For those who worship computers and add them to cars, consider that one day I had an old car that misbehaved until a smart mechanic took a look.  "It's the computer," he said, and cut the connecting wire.  Then the car worked fine.  It was like cutting the prefrontal cortex of the brain, the part behind the forehead, a lobotomy, removal of that lobe.  Then the human is just a mammal again.  There is a body of literature about what that means.  Ask Tennessee Williams.  Ask a Kennedy.

We want to know about religious experience and God, access to what can't be known by any mammal means, unthinkable but felt by some.  If we run magnetism or electricity through certain parts of the brain, we feel it, or symptoms of it.  But we still don't know the meaning of the universe.

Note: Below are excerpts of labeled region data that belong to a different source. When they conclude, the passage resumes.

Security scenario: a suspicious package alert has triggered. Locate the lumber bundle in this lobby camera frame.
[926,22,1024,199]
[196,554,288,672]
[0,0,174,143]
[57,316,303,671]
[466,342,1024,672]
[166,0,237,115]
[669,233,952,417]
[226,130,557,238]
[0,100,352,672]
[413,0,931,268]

So if we're not scientists we resort to lots of stories: who did what, where they went, what they found, and what it did to them.  Many were destroyed.  Some went and hid.  Others fit into patterns offered by the rotation and tipping of the planet, the ceremonies of climate, the intimacy of another person who miraculously understands us, and the invention of new codes.  Not just those in science but also those of what we call, after ourselves, "humanities," meaning music, books, paintings, and opera.  That sort of thing.

Then there are the biological patterns of family, one person coming out of two other persons and being received into a little circle of people.  When this gets fucked up, there is great damage.  Sometimes great damage drives achievement and insight beyond what one circle knows.  Sometimes that circle is respectful and rewarding.  Sometimes the difference scares or offends them and they destroy that person.

We invent codes of communication and try to use them from one person or one culture to another, with enormous emotional effect that results in cathedrals and wars.  We have never found another kind of being that has bigger and more inclusive ideas than ours, but we imagine them in hopes that we can be like children again and let someone else do the hard and fatal effort of being alive on a planet.  When that doesn't happen, we destroy our sojourn as hominins, not the planet which goes on without us, forever changed.

Porges proposes that the third vagal autonomic nerve connects our brain to the "frame of expression" which is the face, the heart/lungs, and the voice.  This is an instrument of attachment and intimacy, of sharing that needs a new name beyond "empathy," because it is liminal, both sacred and plastic, a virtual kind of contact that not everyone can achieve.  This is the highest human skill we know right now. You could ask for the books for Christmas.